On February 28, 2024, we entered into the TD Cowen Sales Agreement, pursuant to which we may offer and sell, from time to time, through or to TD Cowen, as sales agent or principal, shares of our Class A common stock, having an aggregate offering price of up to $50.0 million (the “TD Cowen ATM Offering”). Pursuant to General Instruction I.B.6 of Form S-3, at no time will we sell securities registered on the registration statement relating to the TD Cowen ATM Offering in an aggregate amount exceeding one-third of our public float during any 12-calendar month period, so long as our public float remains below $75.0 million. Under the terms of the TD Cowen Sales Agreement, we will pay TD Cowen a commission of 3.0% of the aggregate proceeds from the sale of shares and reimburse certain legal fees or other disbursements. On September 17, 2024, the Company sold 179,400 shares of Class A common stock under the TD Cowen ATM Offering for net proceeds of $2.5 million.

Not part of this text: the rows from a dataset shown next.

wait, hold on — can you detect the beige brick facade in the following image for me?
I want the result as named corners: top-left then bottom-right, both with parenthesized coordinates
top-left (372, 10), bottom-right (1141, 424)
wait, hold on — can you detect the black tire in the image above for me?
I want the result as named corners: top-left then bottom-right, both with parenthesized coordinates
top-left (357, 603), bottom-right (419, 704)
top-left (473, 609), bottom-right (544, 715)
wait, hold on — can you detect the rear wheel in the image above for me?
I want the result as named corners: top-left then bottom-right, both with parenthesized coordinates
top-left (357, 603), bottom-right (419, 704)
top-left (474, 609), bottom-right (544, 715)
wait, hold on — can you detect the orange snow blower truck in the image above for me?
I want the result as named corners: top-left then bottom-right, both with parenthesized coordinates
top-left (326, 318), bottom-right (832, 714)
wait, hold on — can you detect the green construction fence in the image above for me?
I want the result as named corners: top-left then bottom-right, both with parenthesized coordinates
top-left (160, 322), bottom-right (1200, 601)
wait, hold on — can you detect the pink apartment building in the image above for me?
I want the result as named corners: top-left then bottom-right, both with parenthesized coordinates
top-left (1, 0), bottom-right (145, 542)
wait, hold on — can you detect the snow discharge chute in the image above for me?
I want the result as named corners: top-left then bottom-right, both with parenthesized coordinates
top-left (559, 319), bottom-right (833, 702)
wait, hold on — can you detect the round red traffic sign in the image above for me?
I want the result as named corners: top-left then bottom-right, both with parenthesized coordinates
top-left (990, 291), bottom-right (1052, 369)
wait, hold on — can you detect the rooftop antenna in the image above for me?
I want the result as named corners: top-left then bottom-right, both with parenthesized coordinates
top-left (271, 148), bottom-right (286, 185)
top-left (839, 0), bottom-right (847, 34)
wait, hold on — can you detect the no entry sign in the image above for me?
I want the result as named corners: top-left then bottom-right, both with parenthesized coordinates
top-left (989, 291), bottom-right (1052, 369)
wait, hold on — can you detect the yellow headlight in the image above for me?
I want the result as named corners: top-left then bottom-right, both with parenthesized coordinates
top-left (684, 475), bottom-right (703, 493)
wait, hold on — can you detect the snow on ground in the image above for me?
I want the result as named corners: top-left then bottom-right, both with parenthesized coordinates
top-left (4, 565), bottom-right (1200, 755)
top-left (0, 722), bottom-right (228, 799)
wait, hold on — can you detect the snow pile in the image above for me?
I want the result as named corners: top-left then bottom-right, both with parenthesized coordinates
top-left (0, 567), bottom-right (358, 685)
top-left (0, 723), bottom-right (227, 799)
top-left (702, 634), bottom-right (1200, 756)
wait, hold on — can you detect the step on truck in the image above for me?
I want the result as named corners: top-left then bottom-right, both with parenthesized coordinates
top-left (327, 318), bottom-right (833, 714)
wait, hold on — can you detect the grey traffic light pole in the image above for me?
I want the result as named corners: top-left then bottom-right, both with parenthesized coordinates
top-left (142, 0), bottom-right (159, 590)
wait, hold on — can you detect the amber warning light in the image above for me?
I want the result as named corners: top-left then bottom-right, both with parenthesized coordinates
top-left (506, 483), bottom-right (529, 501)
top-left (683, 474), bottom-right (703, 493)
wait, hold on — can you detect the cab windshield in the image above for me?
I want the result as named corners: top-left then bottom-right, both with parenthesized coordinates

On January 30, 2026, the Company entered into a Second Amendment to License Agreement with Newsoara Biopharma Co., Ltd. (“Newsoara”) (the “Second Amendment”). Under the Second Amendment, Newsoara's rights in the
Company's PDE4 inhibitor, HPP737, will expand to include all countries of the world upon Newsoara's payment of the upfront fee of $20.0 million. See Note 15 for further details.